If I believe Runescape breaks the tradition, it's for the following reason: the majority of players are playing much more for the skill levels and the money than just for the fun of it. I don't even understand why things are going like this on such a wonderful game. See, since Runescape isn't the only MMORPG out there, it shouldn't be the only one breaking the tradition - in theory they all do. But curiously enough, in other games players try to find as many alternatives to grinding as possible, in order to have fun. Go on their forums and suggest bosses such as Nomad or Jad, suggest quests such as Desert Treasure or While Guthix Sleeps, and you'll get most people to claim your ideas as awesome.
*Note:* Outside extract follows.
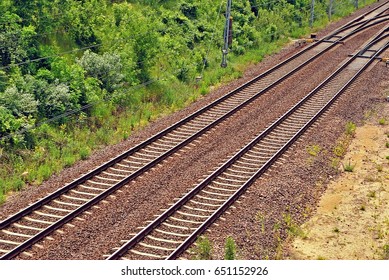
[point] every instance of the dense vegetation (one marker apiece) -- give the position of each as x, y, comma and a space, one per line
79, 74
Having played other MMORPG's, especially Silkroad, I know this to be true from experience. In other games, I came across guides about characters in game that suggested you to focus much more on the journey than on the destination itself, explaining that there are plenty of ways to have fun without having reached the highest possible level, and explaining that it's best to keep playing at your own pace and not be concerned about other people's levels.
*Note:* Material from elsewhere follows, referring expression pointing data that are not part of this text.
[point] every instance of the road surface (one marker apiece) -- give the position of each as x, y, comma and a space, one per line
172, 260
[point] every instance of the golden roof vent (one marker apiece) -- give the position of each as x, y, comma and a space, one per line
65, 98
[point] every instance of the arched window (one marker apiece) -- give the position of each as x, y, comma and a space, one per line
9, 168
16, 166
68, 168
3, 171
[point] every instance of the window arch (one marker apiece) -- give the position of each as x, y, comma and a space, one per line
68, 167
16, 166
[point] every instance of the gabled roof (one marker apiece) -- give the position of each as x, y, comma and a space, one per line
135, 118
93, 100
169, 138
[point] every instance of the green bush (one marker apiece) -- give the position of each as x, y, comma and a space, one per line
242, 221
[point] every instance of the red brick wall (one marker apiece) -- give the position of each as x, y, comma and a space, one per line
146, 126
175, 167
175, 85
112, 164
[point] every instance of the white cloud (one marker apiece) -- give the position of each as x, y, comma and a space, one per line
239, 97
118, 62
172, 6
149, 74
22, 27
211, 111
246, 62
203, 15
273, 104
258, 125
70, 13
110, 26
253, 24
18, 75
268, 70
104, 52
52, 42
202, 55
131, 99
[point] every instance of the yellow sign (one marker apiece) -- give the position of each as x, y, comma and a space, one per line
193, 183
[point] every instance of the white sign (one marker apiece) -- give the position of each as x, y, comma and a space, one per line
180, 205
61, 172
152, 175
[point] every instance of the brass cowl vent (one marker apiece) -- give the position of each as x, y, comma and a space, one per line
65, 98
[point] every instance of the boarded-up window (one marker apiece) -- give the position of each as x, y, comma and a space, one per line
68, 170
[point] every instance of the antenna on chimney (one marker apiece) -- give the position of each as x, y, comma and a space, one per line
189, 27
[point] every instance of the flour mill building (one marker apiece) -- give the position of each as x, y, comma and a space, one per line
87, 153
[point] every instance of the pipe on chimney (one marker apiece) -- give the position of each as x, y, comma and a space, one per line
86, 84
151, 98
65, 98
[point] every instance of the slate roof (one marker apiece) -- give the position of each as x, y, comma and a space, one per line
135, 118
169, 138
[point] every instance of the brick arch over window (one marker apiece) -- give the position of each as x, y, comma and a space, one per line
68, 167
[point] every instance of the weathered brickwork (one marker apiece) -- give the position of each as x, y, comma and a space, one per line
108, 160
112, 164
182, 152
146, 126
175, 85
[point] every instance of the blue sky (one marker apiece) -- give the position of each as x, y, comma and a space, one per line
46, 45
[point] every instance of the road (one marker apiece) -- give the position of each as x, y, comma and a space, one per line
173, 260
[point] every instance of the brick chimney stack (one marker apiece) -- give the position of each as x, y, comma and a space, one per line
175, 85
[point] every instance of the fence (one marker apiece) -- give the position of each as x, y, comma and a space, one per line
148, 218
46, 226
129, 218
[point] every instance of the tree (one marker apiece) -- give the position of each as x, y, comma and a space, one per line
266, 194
This is something that you would never, ever find in any Runescape guide. In Runescape, you have everything most players from other games would like to have: real quests, minigames, very difficult bosses ect. Yet, the mentality is the complete opposite. People love to spend hours and hours skilling, heck you'd think that spending 10 minutes in a different activity would be a waste of precious time. People need extreme efficiency at skilling, it's a constant urge for levels, to get a cape and beat all their friends at skilling. It's even encouraged in some guides. But why? Runescape wasn't always like this. What happened to playing just for the sake of having fun here? I remember a time where random people would randomly gather at the Blue Moon Inn just for fun, without the need of organising a full community event on forums with a precise date and time so that nobody would "waste their time". I remember times when I didn't struggle to find someone else besides me who actually did quests without guides just for the fun of it. And I remember times when just strolling around with a friend was doable at any time, not just after he was done with his skill. In other words, times when players saw Runescape as a fantasy world, an escape from reality, and not a calculator. But today, it's not the same anymore. The ultimate goal for a vast majority of players is to hit as many level 99's as possible, and have fun afterwards. But how many people even get to have fun then, when very few of them ever hit 99 in all the skills?
Did you ever once stop and think, "today I'll just take a day off and take all the time to do some master quest by myself", or even "I'll take a little break and go stroll around trying features I have never tried before"? Most people like efficiency, and thus dislike walking around during quests or just for the fun of exploring. As skilling is the most important thing to the eyes of most players, the skill experience is therefore also the most important thing in any activity. But did you ever ask yourself if the fun you get from questing or other activities could be worth way more than some skill experience? It's what any game is about after all, isn't it?
I don't quite understand how come the mentality on Runescape differs so much from other games, especially when you're given so many features. But I'm sure that a community where discussions would differ from "what is your level at x skill" or "yay got another level!", and where people would be more open to other activities, would be a better community, and as Runescape is a well known game it would also serve as a good example for future games and communities.